Wednesday, 5 July 2017

DailyFX European Market Wrap: EU/UK economic divergence continues: Forex News by DailyFX

Published on 5 Jul 2017
Markets in Europe are finding it difficult to establish any firm direction ahead of the Fed minutes later on today, which come after the European markets close, then there’s private payrolls in the US tomorrow with ADP as a drum roll for Friday’s non-farm report. 

PMI’s generally strong across Europe, with the so called Macron effect quoted as one of the reasons why there’s a growing confidence across the Eurozone. This refers to the recent election, in a landslide, for the new French president Emanuel macron who is generally being seen as a breath of fresh air to stale European politics.

Sterling has hit a one week low after the third poor PMI reading for the UK economy this week. Today it was the turn of the service sector. The gap between expectations and what came thorough was not as big as the manufacturing or the construction PMI’s earlier, but nonetheless at 53.3 on forecasts of 53.4, it was yet another piece of data that shows that the UK economy is struggling.
Despite this the threat of higher interest rates in the UK remains from the Bank of England.
One of those who voted recently for a UK rate rise immediately, Michael Saunders, has broken cover with a further statement telling consumers that they should prepare for higher interest rates at some point in the future. 

The issue, he says, is inflation is rising too fast. 

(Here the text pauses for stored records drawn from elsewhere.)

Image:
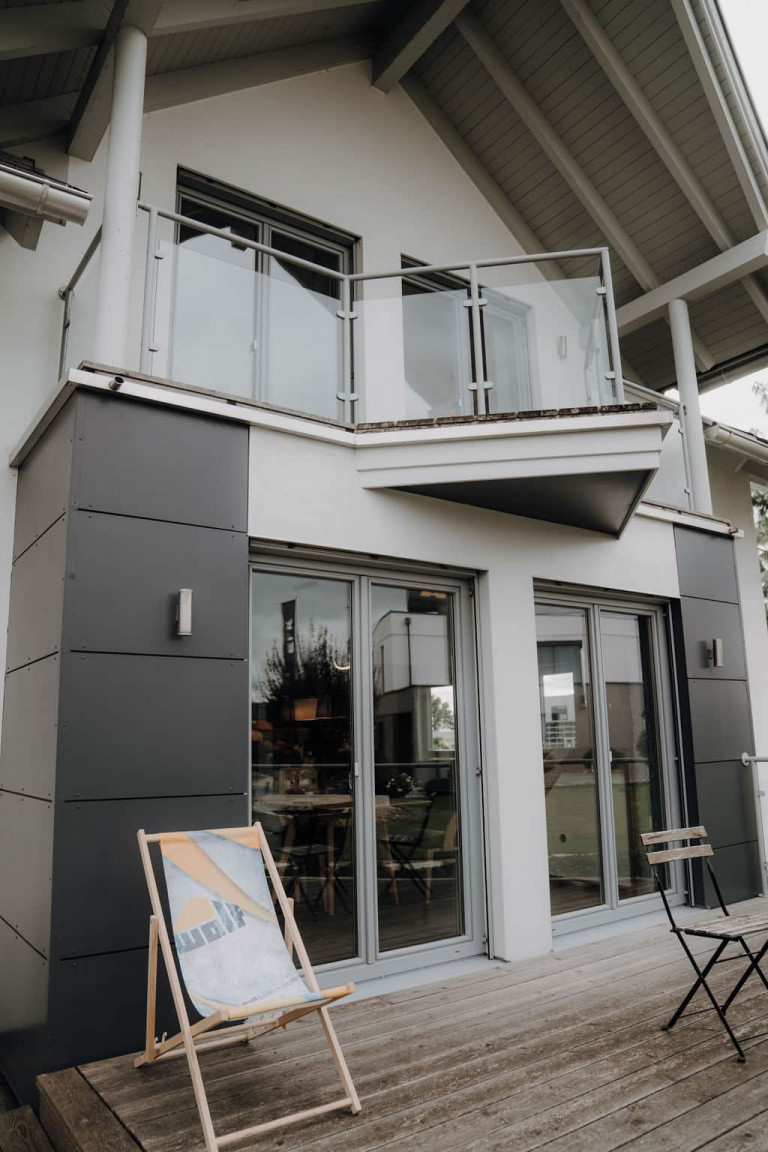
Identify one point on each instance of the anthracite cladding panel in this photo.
(702, 620)
(37, 595)
(144, 726)
(100, 901)
(717, 721)
(29, 733)
(180, 467)
(706, 566)
(720, 718)
(124, 580)
(128, 724)
(27, 839)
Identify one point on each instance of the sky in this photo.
(747, 24)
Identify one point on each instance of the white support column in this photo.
(689, 389)
(121, 194)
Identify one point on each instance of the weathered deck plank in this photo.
(563, 1053)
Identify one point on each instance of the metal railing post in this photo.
(66, 294)
(150, 293)
(348, 396)
(613, 326)
(479, 386)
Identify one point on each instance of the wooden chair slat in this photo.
(679, 854)
(670, 834)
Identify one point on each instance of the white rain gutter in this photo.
(36, 195)
(731, 439)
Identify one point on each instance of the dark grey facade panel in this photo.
(126, 575)
(99, 1008)
(100, 899)
(702, 621)
(44, 480)
(37, 595)
(29, 729)
(721, 719)
(139, 726)
(27, 839)
(706, 565)
(143, 460)
(27, 974)
(736, 869)
(727, 803)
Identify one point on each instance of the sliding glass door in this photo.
(609, 753)
(363, 722)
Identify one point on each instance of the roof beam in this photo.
(51, 28)
(478, 174)
(91, 115)
(23, 122)
(196, 15)
(667, 149)
(189, 84)
(704, 280)
(715, 96)
(548, 139)
(418, 29)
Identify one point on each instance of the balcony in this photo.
(494, 383)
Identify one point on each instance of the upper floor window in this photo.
(246, 321)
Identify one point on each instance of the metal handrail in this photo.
(346, 313)
(67, 294)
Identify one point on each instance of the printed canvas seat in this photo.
(234, 961)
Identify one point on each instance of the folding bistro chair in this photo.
(233, 959)
(723, 930)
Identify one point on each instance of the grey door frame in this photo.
(371, 962)
(614, 909)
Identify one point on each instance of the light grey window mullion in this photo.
(603, 765)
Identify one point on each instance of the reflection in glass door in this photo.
(570, 777)
(417, 802)
(302, 766)
(608, 751)
(362, 721)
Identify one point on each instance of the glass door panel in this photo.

Critics of the rate rise point out that the inflation that is seen in the UK economy is mostly generated from weaker sterling which is beyond the bank of England’s control. There is no wage inflation to concern the central bank and growth is seen as slowing, as evidence again today with that latest run of PMI data. The bank will be more than well aware that if it does raise rates it could be risking what little growth there is at present and with the amount of consumer debt in the system any rise in interest payments will send many households further into the red.

The bank of England’s next pronouncement on rates is August 3rd

Following up on a report I covered yesterday on M&A in the UK, today London listed shares in payment processing company Worldpay spiked to another new record high on the back of a report that the payment processor's board is close to backing an 8.5bn pound deal with US credit card processing company Vantiv. 

It follows the near 30 percent rise yesterday for Worldpay, after it confirmed it was in takeover talks with Vantiv and JP Morgan.